Here's the thing. The car was bought from the inlaws for $1750. I changed tran fluid/ filter/ gasket for $70 in parts. Tune up was $100 including plugs, wires and the thexton engine mover. New headlights for $60. One taillight for $50. New hoses are slated for summer 2013. I bought car cause first 60,000 miles were in it's first 2 yrs of life ( company sales car)and the last 10 yrs the mother in law put 35,000 miles on it. My daughter only drives it 25 miles a week. A lot of work I did(plugs/tranny) was to access condition of tran and engine as father in law would only tell me car was serviced every year. I bought cause tranny fluid looked good and engine ran fine. So I really don't want to invest too much more in a car that I want my oldest to drive for 2 yrs and my youngest to drive another 2 yrs. I want to keep it for a total of 4 years and the way the miles are being put on 6,000 miles. At least with new plugs wires and tran fluid car shouldn't let my daughter sit. BUT I will look into oil problem if it can reasonably be fixed. Tempted to epoxy dummy plug rather than pull throttle body to fix leak.


----------



## toolaholic (Jul 31, 2011)

Plus a ac delco fuel filter for $12 and a 20mm long style wrench( one it's only uses gm fuel filters) for $14.


----------



## Chokingdogs (Oct 27, 2012)

This has the potential to be fact.....

Obviously dissimilar metals - e.g. aluminum against steel/iron - can corrode together.

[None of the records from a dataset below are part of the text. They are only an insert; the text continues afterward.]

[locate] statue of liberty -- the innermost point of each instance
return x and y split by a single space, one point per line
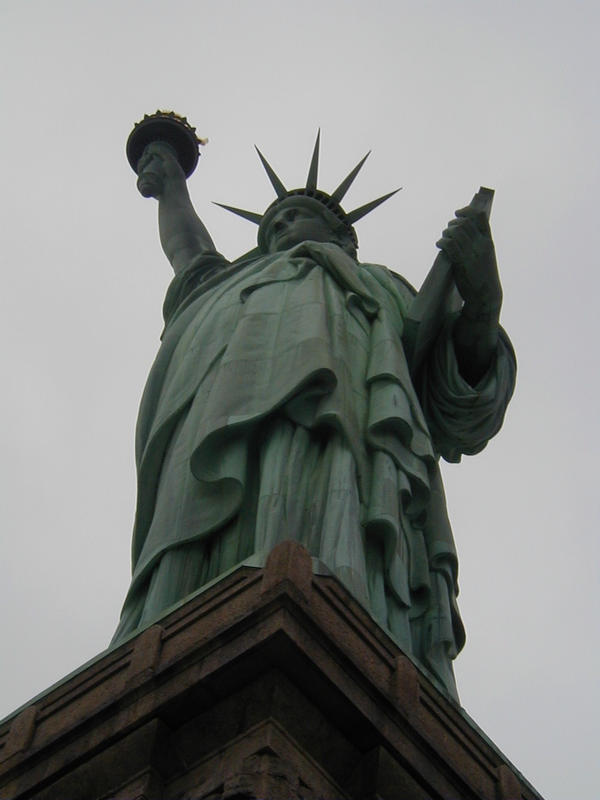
299 393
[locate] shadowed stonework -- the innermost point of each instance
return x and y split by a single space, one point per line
273 683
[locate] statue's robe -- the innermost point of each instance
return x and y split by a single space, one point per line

Spark plugs into aluminum heads is that exact scenario. Your mechanic was probably being cautious, assuming you may have no knowledge of when ( if ) the plugs were replaced in a car nearing 100K miles.

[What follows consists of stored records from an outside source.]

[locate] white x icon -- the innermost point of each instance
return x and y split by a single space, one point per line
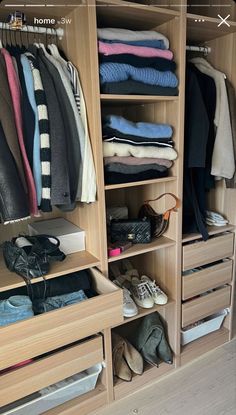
223 20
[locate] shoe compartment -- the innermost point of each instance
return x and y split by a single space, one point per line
205 305
54 329
204 252
137 333
198 280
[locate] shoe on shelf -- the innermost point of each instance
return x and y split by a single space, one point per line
141 294
158 295
129 307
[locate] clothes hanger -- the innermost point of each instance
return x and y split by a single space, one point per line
54 48
1 44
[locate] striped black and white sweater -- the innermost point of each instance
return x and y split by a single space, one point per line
44 130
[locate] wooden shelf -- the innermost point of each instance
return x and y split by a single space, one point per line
151 373
73 262
203 345
208 29
116 13
141 183
138 249
212 230
135 99
82 405
145 311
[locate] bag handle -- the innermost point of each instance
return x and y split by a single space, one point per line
166 215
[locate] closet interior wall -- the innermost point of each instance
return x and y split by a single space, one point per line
222 41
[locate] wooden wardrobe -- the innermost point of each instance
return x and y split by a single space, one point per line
166 257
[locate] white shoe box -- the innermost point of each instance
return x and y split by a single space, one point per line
71 237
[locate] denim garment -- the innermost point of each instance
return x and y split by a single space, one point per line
51 303
17 307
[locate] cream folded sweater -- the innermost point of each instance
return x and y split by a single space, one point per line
124 150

Who knows why, exactly, they all came out easily. Could have been recently replaced, the oil leak, anti-seize on threads, etc. When replacing, you can use anti-seize to help aid removal next time around, but use it sparingly, a little goes a long way. Bear in mind there's some who frown on that practice, as they seem to think/believe anti-seize inhibits a proper ground path, and spark efficiency can suffer. 

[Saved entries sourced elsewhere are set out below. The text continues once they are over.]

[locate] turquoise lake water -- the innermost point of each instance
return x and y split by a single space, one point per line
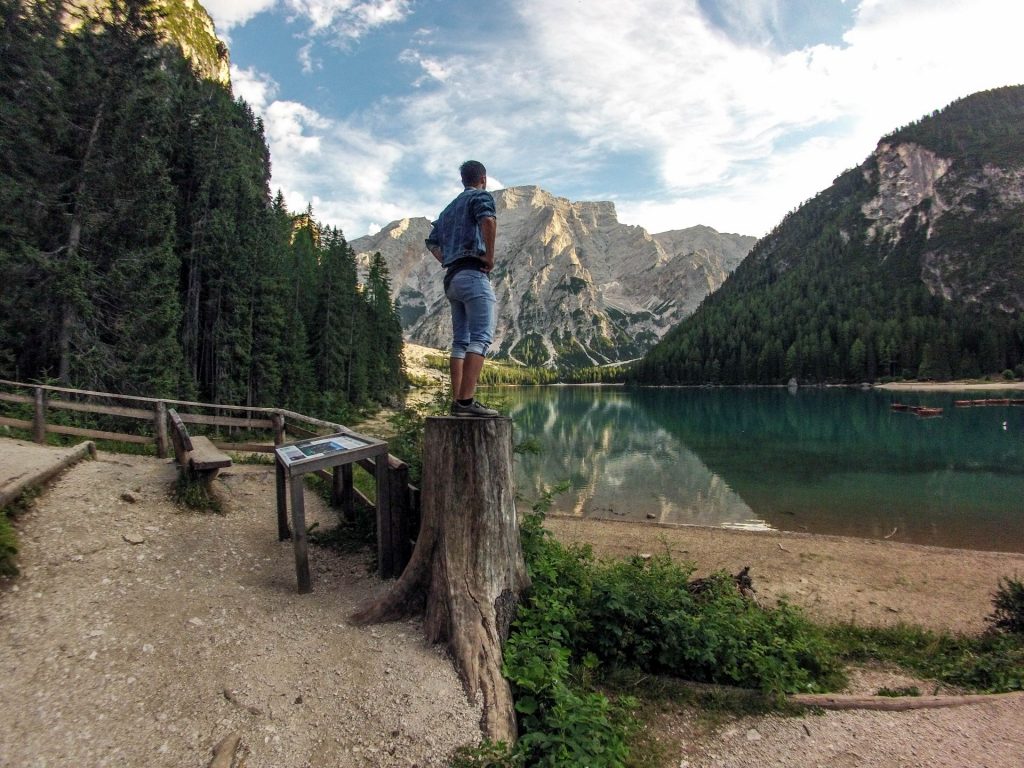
821 461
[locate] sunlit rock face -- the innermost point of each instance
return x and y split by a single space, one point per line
574 286
182 23
918 190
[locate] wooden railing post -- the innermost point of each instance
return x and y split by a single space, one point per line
385 548
343 492
39 417
160 427
398 508
279 428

Oil on threads can come from a couple areas, chances are the rocker covers. I'm not familiar with that engine, so I don't know if plugs go in from the top - like a GM 4 cylinder, or in from the side like on your age old Chevy small block. If they go in from the top, a "quasi-hemi" setup, there'd be gaskets under the cover in addition to one around the perimeter.

A bad valve stem/seal can also lead to oil on the plug threads, from the inside out. If the car puffs blue smoke upon startup after sitting for a while, that's most likely a bad valve guide/seal.

The Ford deal and broken plugs wasn't so much metal fusing together, rather the spec'd out plugs for those engines extended beyond the threads in the cylinder head. So what ended up happening was several plug threads being exposed in the combustion chamber, and over time they'd corrode and get all funked up that when trying to remove all that gunk acted as a wedge and the plug would break and/or threads in the head would strip.


----------